2:48 They were astonished [exeplagēsan]. Second aorist passive indicative of an old Greek word [ekplēssō], to strike out, drive out by a blow. Joseph and Mary “were struck out” by what they saw and heard. Even they had not fully realized the power in this wonderful boy. Parents often fail to perceive the wealth of nature in their children.

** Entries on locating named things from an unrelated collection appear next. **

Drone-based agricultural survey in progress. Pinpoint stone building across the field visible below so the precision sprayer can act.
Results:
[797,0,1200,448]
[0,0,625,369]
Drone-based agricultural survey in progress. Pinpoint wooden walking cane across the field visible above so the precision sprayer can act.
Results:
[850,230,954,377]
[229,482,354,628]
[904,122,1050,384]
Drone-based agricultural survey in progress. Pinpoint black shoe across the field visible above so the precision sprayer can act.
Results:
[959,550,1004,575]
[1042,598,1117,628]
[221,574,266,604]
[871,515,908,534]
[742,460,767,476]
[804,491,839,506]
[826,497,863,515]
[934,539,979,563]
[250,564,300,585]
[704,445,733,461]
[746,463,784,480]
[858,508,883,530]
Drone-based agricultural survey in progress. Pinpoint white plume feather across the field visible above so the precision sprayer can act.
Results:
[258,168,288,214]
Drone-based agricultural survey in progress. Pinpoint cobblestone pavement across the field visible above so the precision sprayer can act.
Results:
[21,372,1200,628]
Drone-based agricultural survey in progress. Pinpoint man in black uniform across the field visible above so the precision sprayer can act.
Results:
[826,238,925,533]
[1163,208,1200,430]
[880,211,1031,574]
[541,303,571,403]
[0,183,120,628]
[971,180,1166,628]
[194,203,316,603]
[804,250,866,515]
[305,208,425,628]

2:49 Son [teknon]. Child, literally. It was natural for Mary to be the first to speak. Why [Ti]. The mother’s reproach of the boy is followed by a confession of negligence on her part and of Joseph (sorrowing, [odunōmenoi]. Thy father [ho pater sou]. No contradiction in this. Alford says: “Up to this time Joseph had been so called by the holy child himself, but from this time never.” Sought [ezētoumen]. Imperfect tense describing the long drawn out search for three days. How is it that [Ti hoti]. The first words of Jesus preserved to us. This crisp Greek idiom without copula expresses the boy’s amazement that his parents should not know that there was only one possible place in Jerusalem for him. I must be [dei einai me]. Messianic consciousness of the necessity laid on him. Jesus often uses [dei] (must) about his work. Of all the golden dreams of any boy of twelve here is the greatest. In my Father’s house [en tois tou patros mou]. Not “about my Father’s business,” but “in my Father’s house” (cf. Ge 41:51). Common Greek idiom. And note “my,” not “our.” When the boy first became conscious of his peculiar relation to the Father in heaven we do not know. But he has it now at twelve and it will grow within him through the years ahead in Nazareth.

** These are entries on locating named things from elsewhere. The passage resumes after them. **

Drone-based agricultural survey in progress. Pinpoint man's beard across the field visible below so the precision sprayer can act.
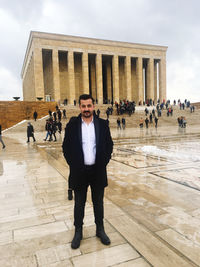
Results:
[82,110,92,118]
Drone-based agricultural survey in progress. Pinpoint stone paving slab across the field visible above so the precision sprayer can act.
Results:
[0,122,200,267]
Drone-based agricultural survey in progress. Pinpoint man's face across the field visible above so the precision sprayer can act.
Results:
[79,99,94,118]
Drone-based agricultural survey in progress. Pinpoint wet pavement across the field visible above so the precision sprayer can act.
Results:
[0,121,200,267]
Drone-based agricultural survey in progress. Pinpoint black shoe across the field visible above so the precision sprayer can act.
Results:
[96,226,110,245]
[71,227,83,249]
[68,189,73,200]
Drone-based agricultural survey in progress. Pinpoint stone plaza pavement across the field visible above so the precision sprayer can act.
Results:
[0,122,200,267]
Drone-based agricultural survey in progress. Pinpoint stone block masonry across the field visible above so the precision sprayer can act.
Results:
[21,32,167,104]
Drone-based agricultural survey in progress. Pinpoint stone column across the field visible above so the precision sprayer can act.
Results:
[154,60,158,103]
[68,51,76,104]
[125,56,132,101]
[52,49,60,102]
[34,47,45,101]
[112,55,119,103]
[159,58,166,102]
[147,58,154,100]
[106,61,112,101]
[136,57,144,104]
[90,60,97,100]
[96,54,103,104]
[82,52,89,94]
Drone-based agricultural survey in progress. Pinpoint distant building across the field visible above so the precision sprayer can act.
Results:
[21,32,167,104]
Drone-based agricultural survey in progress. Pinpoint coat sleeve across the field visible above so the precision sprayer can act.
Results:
[62,123,72,165]
[105,123,113,164]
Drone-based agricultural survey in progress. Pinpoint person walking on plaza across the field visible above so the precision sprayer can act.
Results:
[63,109,67,119]
[33,110,38,121]
[27,122,36,143]
[117,117,121,130]
[145,117,149,128]
[0,124,6,149]
[62,94,113,249]
[154,116,158,128]
[122,118,126,130]
[139,118,144,128]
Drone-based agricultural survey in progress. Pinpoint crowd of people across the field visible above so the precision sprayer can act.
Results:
[0,99,195,149]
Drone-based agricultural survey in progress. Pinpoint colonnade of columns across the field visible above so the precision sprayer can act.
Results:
[34,49,166,104]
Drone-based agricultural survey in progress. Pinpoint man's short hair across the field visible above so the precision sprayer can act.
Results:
[79,94,94,105]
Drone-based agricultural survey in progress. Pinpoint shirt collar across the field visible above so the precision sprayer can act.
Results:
[81,116,94,125]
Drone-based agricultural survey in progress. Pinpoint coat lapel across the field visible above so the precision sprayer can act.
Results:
[94,115,99,147]
[78,115,82,147]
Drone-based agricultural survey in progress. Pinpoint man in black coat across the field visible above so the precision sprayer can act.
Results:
[27,122,36,143]
[62,94,113,249]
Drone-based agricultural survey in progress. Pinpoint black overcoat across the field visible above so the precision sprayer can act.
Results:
[62,114,113,189]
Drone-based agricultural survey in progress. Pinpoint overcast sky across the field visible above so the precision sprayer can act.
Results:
[0,0,200,101]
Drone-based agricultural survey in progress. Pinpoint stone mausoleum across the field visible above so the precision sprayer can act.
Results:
[21,32,167,104]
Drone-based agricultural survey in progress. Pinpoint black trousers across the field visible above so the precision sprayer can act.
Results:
[74,166,104,228]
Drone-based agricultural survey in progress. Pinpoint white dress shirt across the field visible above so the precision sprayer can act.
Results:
[81,119,96,165]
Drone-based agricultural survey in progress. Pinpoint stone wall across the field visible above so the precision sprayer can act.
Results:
[0,101,57,129]
[23,56,36,101]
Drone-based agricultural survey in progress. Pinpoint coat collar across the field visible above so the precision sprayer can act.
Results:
[78,114,100,147]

2:50 They understood not [ou sunēkan]. First aorist active indicative (one of the k aorists). Even Mary with all her previous preparation and brooding was not equal to the dawning of the Messianic consciousness in her boy. “My Father is God,” Jesus had virtually said, “and I must be in His house.” Bruce observes that a new era has come when Jesus calls God “Father,” not [Despotes]. ”Even we do not yet fully understand” (Bruce) what Jesus the boy here said.

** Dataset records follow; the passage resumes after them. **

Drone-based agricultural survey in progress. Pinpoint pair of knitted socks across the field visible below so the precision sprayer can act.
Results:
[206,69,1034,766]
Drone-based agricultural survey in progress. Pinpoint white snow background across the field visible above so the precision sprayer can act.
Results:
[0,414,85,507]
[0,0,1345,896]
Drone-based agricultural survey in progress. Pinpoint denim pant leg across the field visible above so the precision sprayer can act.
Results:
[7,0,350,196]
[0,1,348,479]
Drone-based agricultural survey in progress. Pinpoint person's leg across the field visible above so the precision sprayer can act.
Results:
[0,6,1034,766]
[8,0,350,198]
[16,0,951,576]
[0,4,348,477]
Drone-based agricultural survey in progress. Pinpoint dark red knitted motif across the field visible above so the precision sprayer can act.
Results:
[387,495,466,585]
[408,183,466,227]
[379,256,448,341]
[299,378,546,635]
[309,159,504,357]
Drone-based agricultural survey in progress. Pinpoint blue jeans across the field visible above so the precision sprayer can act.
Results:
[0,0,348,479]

2:51 He was subject unto them [ēn hupotassomenos autois]. Periphrastic imperfect passive. He continued subject unto them, this wondrous boy who really knew more than parents and rabbis, this gentle, obedient, affectionate boy. The next eighteen years at Nazareth (Lu 3:23) he remained growing into manhood and becoming the carpenter of Nazareth (Mr 6:3) in succession to Joseph (Mt 13:55) who is mentioned here for the last time. Who can tell the wistful days when Jesus waited at Nazareth for the Father to call him to his Messianic task? Kept [dietērei]. Imperfect active. Ancient Greek word [diatēreō], but only here and Ac 15:29 in the N.T. though in Ge 37:11. She kept thoroughly [dia] all these recent sayings (or things, [rhēmata]. In 2:19 [sunetērei] is the word used of Mary after the shepherds left. These she kept pondering and comparing all the things. Surely she has a full heart now. Could she foresee how destiny would take Jesus out beyond her mother’s reach?
2:52 Advanced in wisdom and stature [proekopten tēi sophiāi kai hēlikiāi]. Imperfect active, he kept cutting his way forward as through a forest or jungle as pioneers did. He kept growing in stature [hēlikia] may mean age, as in 12:25, but stature here) and in wisdom (more than mere knowledge). His physical, intellectual, moral, spiritual development was perfect. “At each stage he was perfect for that stage” (Plummer). In favour [chariti]. Or grace. This is ideal manhood to have the favour of God and men.